In short order, Foret sat down with the facilities manager, the general contractors and an architect, who drew up the plans for the trailer installation – called “Trailer City” – on the spot.

“That’s what served us well through that crisis. People put their egos on the side to work together as a team. Tired? Yeah. Every day, we were tired. Stressed? Yeah, every day. But you know, you lift each other up in those times of doubt,” Foret says.

Managing the people.

Stressed is a bit of an understatement. By the time Foret and his crews were working full-force to help BP, the spill had been going on for a month.

Media and government pressure to solve the problem ratcheted up every day. Add hundreds of people working 14-hour shifts in 90-degree heat – in jobs they aren’t used to doing – and you’ve got the potential for some problems.

“It was kind of an understanding without saying it that we’re all in this together. Whether I’m the guy supplying the diesel fuel for all the generators or the guy actually putting up silt fence, we all do it with a sense of urgency. Everybody just worked together wonderfully,” Foret says.

At its peak, 175 people were working on the trailer project. His company also built out parking lots, ran water lines, installed hundreds of feet of fencing and constructed an entire decontamination facility.

To staff the operations, Foret pulled from his full-time mowing crews, hired college students home for the summer and sought out subcontractors from a variety of trades to finish each project

“You see what’s unfolding and the sense of urgency and the adrenaline kind of keeps you going,” he says.

“It was definitely an environment that a landscaper would not be accustomed to. It’s not something we did every day.”

Handing over the reins.

Spring in Louisiana is hot. Plants grow fast and the Foret brothers still had a host of landscape clients who, while not responding to a massive oil spill, still needed to be taken care of.

But as the response work ramped up, it quickly became clear that they wouldn’t be able to run their two landscape companies and handle the needs of BP at the same time. So, the brothers thought, how could they handle this emergency situation – and tremendous opportunity – without alienating their long-time clients?

They delegated, and handed the day-to-day reins of Foret Land & Tree to Operations Manager Ben Hillman. He’d been with the company about a year at that point, working as a crew foreman. 

“It was a little challenging. I was still getting used to the language barrier … that was kind of trying at times,” says Hillman, who recently left the company to return to his career in oil field sales.

“It was pretty well common sense, so I just kind of did what I thought was best. I did what I had to do.”

Foret is clear when asked about the importance of this decision: “Clearly he took on the challenge and stepped up.
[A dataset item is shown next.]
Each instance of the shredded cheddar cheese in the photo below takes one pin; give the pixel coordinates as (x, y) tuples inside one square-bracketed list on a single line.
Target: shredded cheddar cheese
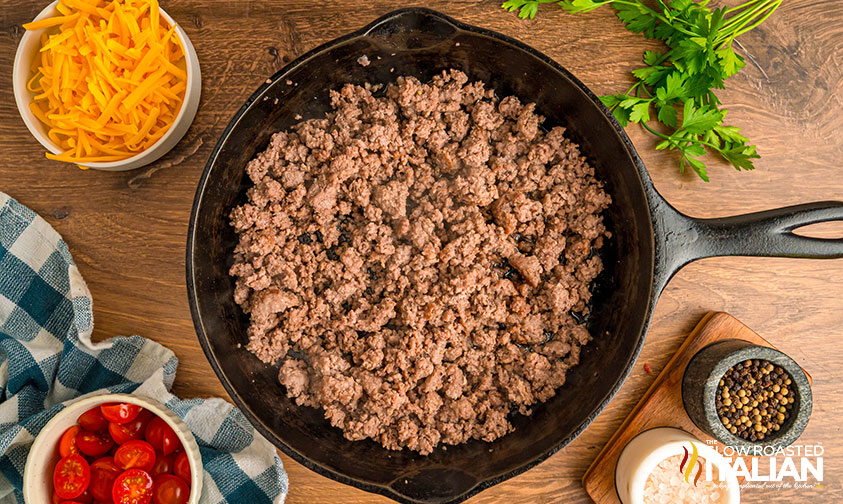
[(109, 79)]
Had it not been for him, we would not have been able to do it,” Foret says.

A year later.

This summer, Foret and his crews are working to hand over management of their projects to BP.

They aren’t doing as much construction work this year – it’s little more than half the company’s business now, and Foret plans on winding it down even further. His focus is a pending move into a newly renovated location.

But, a year later, Foret says he’s learned a lot from the spill – about his company, and himself.

“In a business like we run in the landscape industry, the construction industry, time spent planning is the most valuable time you can spend in anything you do.

“You cannot execute, you cannot just show up to work every day, without having spent some really good quality time in planning and scenario evaluation – if A happens, what’s going to happen as a result?” Foret says. “We could not have done the volume of work in the time period in which we did it without having been brought into the culture that BP followed as far as planning.”

And despite the long hours, the stress and pressure, Foret still sometimes can’t believe he and his company pulled it off.    

“I still sit here and think to myself,” he says. “Did that really happen?”